January 12, 2012

The bugfix that could make the internet 5% faster

I've been working with Google Analytics for the last 3 years. When I started working with it it was already a very huge player on the market, but I've seen enormous growth on these  years. Google Analytics is the most used web analytics solution in the world. It's used on currently 44.67% of the top million websites on the internet. ga.js is the most popular javascript snippet in the history of the internet.

Google Analytics Usage on top websites:

[caption id="attachment_177" align="aligncenter" width="600" caption="source: builtwith.com"][/caption]

Imagine the responsibility of the Google engineering team that maintains the ga.js javascript file. While having to deal with multiple recent changes and new features on Google Analytics still have to make sure that their code runs as fast as possible and on all browsers that exist. They must support ie5.5 and low end mobile devices, otherwise these browsers wouldn't show up on Google analytics reports. Still they must do it while keeping the code from affecting the website performance.

I must say that they do a great work on keeping that code. The asynchronous syntax while confusing at first is a very clever way to push code execution and loading way down on the queue, so browsers don't delay the page loading to register a GA pageview. It's clear that the GA team takes great care when it comes to how fast and seamless their code is.

The one point that still bothers me a lot regarding performance are the Google Analytics cookies. Let's take a look at what GA cookies look like:
"__utma=96182344.347392035.1326382423.1326382423.1326382423.1; __utmb=96182344.1.10.1326382423; __utmc=96182344; __utmz=96182344.1326382423.1.1.utmcsr=(direct)|utmccn=(direct)|utmcmd=(none)"

This is a minimum GA cookie. It can get longer if you use Custom Variables and Google Website Optimizer. But let's settle down with the minimum for now.
These cookies are used iternally in GA to keep state and are manipulated by the code on ga.js javascript file. Different from most other cookies you might see out there these cookies don't need to hit your webservers never. Still they hit your website every single time an HTTP request is made.

According to Google SPDY whitepaper the average HTTP request is 700-800 bytes long. That means that GA Cookies represent about 25% of that HTTP request size. The moment you notice GA is present in about 50% of top websites you notice that useless GA cookies going around the internet represent 12% of all HTTP requests.

I've posted a bug regarding this issue on GA-Issues a while ago.
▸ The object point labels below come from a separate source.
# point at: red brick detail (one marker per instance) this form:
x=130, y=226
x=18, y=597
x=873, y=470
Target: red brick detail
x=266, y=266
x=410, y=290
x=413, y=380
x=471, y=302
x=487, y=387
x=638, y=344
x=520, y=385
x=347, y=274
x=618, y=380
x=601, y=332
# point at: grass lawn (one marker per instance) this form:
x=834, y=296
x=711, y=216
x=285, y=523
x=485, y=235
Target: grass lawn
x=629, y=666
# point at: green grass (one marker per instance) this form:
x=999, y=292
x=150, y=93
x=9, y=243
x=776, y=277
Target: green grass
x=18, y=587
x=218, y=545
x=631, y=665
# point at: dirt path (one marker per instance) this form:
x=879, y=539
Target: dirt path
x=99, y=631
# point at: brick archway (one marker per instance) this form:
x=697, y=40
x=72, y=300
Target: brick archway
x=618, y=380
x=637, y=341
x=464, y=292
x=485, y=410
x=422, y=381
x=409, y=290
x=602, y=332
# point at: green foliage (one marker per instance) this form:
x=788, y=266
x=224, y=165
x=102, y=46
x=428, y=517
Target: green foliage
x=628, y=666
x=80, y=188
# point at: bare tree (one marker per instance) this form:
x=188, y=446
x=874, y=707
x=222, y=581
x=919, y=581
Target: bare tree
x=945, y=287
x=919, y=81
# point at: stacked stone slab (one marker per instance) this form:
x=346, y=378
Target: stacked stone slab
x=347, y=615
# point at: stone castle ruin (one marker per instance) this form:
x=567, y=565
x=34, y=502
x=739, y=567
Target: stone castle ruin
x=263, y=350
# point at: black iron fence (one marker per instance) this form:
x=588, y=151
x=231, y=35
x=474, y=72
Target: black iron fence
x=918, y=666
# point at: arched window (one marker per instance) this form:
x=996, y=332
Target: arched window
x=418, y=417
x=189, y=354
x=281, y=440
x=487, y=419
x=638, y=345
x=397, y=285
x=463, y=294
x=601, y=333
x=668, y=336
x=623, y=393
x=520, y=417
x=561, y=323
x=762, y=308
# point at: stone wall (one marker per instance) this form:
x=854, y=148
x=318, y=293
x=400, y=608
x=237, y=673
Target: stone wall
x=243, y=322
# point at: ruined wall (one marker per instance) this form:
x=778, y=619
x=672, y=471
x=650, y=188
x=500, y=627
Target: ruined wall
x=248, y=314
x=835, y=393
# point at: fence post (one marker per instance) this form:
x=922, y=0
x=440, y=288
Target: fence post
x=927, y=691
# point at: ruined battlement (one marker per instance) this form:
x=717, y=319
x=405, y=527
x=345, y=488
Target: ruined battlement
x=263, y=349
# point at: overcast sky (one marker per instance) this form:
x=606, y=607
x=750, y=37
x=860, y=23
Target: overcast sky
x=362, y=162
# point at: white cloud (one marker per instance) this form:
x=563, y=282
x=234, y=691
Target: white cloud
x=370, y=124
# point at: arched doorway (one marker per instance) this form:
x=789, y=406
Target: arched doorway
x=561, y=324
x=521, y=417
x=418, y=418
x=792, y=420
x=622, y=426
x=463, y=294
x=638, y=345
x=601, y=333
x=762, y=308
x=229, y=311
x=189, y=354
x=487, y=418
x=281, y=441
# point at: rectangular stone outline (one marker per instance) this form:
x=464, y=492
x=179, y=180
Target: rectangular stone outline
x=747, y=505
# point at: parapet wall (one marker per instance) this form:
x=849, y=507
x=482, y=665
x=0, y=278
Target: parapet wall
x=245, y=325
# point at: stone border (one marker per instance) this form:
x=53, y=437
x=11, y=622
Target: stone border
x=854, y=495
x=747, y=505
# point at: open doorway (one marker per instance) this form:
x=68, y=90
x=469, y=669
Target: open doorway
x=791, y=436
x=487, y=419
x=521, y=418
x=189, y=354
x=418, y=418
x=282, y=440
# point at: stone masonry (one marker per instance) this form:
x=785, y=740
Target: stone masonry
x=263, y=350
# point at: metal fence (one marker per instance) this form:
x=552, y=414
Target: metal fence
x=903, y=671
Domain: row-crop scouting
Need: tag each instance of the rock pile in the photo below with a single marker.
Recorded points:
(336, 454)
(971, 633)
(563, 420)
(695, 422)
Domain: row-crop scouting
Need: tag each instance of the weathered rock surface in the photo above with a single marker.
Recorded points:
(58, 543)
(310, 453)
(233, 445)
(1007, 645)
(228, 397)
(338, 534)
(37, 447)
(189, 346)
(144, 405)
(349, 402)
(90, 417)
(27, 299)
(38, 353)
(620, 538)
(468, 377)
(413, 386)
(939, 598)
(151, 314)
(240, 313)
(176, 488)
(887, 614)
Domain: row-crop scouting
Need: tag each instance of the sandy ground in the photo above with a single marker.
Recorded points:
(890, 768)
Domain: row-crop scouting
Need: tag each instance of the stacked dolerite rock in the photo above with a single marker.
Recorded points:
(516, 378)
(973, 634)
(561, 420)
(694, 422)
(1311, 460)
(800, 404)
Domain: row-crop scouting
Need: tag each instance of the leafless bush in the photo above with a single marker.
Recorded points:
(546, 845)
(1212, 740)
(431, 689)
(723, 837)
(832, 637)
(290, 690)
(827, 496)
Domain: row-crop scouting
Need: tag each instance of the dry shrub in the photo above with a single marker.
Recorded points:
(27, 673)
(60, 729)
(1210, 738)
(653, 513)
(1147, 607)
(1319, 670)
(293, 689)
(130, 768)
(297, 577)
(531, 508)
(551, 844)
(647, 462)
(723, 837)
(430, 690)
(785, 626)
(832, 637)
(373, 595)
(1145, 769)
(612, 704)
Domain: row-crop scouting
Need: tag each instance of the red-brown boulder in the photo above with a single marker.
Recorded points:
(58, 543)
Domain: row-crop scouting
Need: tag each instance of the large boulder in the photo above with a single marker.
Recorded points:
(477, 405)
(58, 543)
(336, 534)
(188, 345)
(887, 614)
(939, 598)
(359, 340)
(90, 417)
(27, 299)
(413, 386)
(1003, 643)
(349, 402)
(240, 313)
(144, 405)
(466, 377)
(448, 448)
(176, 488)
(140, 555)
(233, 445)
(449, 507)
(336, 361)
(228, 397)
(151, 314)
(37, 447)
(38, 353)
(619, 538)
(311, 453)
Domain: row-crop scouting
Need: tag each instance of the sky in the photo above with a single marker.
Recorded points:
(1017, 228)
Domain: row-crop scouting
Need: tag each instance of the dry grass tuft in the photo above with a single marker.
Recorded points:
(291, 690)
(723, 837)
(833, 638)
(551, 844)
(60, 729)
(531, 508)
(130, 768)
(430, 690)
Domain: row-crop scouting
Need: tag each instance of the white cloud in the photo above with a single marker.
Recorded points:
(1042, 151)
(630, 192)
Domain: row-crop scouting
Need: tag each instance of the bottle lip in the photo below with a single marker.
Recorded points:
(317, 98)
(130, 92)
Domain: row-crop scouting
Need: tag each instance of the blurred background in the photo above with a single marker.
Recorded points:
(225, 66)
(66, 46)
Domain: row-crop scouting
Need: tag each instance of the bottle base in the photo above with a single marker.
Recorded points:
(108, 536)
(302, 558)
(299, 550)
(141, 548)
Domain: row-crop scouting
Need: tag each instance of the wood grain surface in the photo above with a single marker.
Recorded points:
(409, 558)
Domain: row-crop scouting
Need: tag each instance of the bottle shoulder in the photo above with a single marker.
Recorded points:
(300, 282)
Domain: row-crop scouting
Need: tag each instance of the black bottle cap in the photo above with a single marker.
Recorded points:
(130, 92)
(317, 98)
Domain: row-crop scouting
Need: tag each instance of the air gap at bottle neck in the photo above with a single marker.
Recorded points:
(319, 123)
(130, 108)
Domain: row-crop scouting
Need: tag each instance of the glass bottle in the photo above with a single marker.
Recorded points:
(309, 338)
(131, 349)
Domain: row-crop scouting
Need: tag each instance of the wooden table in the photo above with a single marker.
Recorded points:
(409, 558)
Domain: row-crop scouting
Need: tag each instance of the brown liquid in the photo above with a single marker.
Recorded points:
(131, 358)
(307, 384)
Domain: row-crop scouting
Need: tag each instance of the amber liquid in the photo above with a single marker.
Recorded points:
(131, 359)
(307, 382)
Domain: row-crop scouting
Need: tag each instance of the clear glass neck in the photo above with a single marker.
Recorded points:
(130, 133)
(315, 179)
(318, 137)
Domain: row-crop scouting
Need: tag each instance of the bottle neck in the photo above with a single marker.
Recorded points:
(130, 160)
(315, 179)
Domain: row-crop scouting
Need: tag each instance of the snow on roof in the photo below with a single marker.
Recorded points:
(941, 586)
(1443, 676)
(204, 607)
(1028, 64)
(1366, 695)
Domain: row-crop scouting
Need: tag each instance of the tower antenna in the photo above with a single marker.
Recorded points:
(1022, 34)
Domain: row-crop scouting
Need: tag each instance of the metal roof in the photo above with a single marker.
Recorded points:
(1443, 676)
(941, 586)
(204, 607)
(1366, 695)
The idea is to use HTML5 localStorage to store the cookies on browsers that support it. Still it has attracted no attention so far. This bug fix could easily make the average HTTP request around 5% faster. We're talking about the average speed of the whole internet.

The real picture is not that bad, since this only affect HTTP requests and not HTTP responses and that's where the real data is. Still it's funny to see something that huge going around unnoticed.